Sea levels are expected to rise about a foot in the next 30 years, which will impair some coastal property but not all (much worse on the east coast than the west).

It's much worse on a 60-100 year timeframe. If a discount were being applied, you'd expect most of the reduction in value to be 50 years out. The present values of enjoyment over the next 50 years could far exceed those residual values, and so it could be hard to observe any discount that is present. E.g. even if future sea level rise lops 10% off the value, other factors could add more in the short term.


There's no discount because the vast majority of oceanfront property won't be seriously impacted for more than 50 years. So youre not finding what you're looking for because there is no rational reason for it to exists.

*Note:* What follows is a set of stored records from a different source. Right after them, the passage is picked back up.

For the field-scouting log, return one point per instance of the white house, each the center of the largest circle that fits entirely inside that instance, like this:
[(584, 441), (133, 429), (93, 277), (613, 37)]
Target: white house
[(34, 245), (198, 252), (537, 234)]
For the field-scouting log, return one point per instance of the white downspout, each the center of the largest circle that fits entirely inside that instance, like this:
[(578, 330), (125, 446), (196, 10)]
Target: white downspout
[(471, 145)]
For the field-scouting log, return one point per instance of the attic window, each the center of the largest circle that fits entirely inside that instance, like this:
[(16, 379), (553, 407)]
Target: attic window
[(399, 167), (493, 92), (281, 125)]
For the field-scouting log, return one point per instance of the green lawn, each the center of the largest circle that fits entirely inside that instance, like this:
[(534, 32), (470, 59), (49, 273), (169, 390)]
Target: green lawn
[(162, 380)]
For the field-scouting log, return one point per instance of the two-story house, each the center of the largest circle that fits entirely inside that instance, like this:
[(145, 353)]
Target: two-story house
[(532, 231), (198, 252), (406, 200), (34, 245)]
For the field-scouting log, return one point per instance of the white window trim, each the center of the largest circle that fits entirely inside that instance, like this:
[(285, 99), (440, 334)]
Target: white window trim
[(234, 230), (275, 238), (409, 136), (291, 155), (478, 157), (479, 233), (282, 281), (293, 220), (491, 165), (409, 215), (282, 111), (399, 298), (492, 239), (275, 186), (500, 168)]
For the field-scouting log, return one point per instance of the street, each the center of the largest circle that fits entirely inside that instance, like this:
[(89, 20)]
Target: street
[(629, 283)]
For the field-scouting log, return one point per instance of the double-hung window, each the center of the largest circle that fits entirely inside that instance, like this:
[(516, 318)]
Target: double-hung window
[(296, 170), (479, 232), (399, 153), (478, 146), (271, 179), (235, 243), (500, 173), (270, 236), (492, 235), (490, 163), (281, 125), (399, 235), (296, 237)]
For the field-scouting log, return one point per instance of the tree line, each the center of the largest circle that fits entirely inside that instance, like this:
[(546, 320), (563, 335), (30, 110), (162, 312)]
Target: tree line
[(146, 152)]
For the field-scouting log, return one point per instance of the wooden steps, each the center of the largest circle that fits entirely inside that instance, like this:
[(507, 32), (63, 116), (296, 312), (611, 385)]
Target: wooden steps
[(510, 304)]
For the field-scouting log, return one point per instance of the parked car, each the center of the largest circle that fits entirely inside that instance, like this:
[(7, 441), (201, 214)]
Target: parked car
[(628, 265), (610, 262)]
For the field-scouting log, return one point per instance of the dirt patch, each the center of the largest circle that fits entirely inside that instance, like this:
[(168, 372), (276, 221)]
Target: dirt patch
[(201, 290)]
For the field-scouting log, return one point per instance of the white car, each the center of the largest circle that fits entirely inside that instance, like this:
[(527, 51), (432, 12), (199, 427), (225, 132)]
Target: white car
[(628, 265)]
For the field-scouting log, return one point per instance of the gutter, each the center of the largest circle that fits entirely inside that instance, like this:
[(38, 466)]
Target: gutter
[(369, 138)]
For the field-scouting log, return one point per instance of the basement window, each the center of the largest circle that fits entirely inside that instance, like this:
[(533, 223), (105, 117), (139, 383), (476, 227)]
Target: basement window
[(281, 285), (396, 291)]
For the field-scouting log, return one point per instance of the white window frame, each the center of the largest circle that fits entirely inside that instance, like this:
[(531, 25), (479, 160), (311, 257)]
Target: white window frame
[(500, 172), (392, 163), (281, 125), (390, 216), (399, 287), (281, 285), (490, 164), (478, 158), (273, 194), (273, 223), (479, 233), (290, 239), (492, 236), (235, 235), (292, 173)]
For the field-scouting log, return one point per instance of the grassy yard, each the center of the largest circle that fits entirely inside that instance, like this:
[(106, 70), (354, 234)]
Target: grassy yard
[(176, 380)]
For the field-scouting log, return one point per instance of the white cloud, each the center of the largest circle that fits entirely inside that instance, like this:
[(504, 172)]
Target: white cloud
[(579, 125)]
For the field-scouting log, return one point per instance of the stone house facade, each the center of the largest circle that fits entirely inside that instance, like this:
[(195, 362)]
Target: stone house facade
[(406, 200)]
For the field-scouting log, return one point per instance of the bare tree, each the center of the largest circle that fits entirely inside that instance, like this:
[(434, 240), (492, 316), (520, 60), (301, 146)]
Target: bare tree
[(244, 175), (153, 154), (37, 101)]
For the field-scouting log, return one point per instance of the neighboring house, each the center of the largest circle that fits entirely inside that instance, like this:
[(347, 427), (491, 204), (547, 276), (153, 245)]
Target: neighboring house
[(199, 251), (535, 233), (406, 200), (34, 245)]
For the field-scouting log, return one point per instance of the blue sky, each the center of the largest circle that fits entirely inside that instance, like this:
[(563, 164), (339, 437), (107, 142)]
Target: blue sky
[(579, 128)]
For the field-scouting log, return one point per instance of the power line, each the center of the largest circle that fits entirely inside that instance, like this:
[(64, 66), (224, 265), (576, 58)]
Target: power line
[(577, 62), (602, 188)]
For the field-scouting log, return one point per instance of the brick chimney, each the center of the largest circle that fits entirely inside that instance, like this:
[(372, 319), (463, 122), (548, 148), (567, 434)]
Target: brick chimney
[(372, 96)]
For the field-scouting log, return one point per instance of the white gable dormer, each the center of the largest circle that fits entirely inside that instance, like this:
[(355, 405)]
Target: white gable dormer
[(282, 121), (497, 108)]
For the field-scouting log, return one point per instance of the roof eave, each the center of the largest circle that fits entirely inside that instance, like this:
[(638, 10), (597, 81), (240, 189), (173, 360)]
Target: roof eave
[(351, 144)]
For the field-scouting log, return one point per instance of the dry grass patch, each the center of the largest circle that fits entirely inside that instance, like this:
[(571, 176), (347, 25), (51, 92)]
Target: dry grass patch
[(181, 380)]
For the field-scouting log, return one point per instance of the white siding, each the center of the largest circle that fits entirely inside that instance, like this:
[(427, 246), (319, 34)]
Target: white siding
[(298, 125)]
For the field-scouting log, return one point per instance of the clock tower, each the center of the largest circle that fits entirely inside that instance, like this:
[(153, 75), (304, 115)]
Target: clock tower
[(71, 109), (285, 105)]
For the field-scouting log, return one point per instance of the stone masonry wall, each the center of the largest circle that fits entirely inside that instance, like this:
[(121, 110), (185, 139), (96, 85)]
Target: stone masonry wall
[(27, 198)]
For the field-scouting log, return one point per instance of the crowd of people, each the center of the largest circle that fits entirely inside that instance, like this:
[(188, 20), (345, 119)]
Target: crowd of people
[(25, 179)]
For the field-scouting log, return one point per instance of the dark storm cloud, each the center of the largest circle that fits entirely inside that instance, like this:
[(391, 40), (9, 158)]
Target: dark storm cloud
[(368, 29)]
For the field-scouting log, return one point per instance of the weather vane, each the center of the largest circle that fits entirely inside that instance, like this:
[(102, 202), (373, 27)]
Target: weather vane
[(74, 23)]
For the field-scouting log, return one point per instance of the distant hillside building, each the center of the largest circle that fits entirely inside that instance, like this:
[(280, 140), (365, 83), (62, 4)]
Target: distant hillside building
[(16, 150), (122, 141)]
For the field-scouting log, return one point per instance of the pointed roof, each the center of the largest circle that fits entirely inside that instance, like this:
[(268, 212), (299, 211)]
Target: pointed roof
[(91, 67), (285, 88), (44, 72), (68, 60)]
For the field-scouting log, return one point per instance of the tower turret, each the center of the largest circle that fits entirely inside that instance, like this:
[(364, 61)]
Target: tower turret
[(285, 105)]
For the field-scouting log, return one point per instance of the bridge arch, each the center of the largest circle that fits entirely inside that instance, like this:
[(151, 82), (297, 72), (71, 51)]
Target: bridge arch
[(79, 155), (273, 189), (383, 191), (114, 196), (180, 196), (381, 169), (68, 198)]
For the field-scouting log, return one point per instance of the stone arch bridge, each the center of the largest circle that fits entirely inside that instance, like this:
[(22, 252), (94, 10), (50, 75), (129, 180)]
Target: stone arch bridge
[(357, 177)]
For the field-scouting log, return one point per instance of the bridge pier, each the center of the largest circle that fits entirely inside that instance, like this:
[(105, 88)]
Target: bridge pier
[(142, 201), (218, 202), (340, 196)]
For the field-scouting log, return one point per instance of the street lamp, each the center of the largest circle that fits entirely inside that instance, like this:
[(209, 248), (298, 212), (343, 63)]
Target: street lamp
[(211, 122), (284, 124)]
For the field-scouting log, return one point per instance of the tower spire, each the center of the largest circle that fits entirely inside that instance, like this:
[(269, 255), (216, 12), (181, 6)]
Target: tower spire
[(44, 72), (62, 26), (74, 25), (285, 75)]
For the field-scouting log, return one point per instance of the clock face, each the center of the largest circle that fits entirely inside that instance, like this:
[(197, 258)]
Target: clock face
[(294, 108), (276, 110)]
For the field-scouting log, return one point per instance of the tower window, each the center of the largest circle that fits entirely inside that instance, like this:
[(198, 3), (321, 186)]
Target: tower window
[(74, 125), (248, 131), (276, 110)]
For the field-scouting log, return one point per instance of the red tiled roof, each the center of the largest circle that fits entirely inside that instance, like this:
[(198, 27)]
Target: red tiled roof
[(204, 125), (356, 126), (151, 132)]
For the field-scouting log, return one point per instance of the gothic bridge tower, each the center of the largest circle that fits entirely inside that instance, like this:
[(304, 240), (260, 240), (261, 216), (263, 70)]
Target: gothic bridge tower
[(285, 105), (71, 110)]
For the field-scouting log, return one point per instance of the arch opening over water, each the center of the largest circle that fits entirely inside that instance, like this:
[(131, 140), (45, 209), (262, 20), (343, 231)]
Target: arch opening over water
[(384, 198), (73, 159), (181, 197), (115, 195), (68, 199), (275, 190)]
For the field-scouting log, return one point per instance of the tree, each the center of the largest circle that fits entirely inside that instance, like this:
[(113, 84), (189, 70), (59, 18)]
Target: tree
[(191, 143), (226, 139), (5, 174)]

30 year mortgages are standard in the US. If the bank thought that in 28 years the house would be a foot underwater they wouldn't agree to a 30 year mortgage. 30 years or 50 years depends on which projections you are listening to


"The market can remain irrational longer than you can remain solvent" - John Maynard Keynes


>If banks believed there was a serious risk of sea levels rising they would put a discount instead of a premium on waterfront property

Banks aren't the ones setting prices on properties. And no one should base anything on the actions of banks because financial institutions generally know to basically sell off the risk as soon as possible (although that can come back to bite them as it did with the subprime thing, where they sold it off, but then many of them made bets on those risks). Their window of exposure is generally extremely small, and they'll keep dancing as long as the music keeps playing.

Further markets are irrational, and always have been. Even if you are absolutely certain that Miami is going to be devastated by climate change, for instance, you might still buy an overpriced oceanfront mansion because you know that you'll be able to find either a sucker or someone with the same assessment when the time comes.


If you have millions to spend on property, you may have millions to throw away. Elon Musk wasted billions on Twitter, so it’s no surprise that smaller wealth might be willing to waste a few million on a house.


This. People aren't wealth-maximisers all the time..

Also, people aren't rational or well-informed all the time.



Nationwide recently said they will no longer provide plans in coastal regions, excluding many of the population centers of the US. They should be required to either cover everyone or no one, just like health insurers supposedly do.


Gonna disagree here. At some point, people have to do the same due diligence the insurance companies have done. Anyone building a sea level house in the keys shouldn't be surprised that insurance won't cover them. And no company should have to..


You don’t have a choice of which body you inhabit. You definitely have a choice of home you inhabit.


They probably want to move in the direction of health insurance - which is to basically take on no risk, have the state mandate you have it anyway, and charge you a lot of money for almost nothing.


They never liked it. Now, acting in collusion, they can have the perfect excuse to do so without looking like a cartel.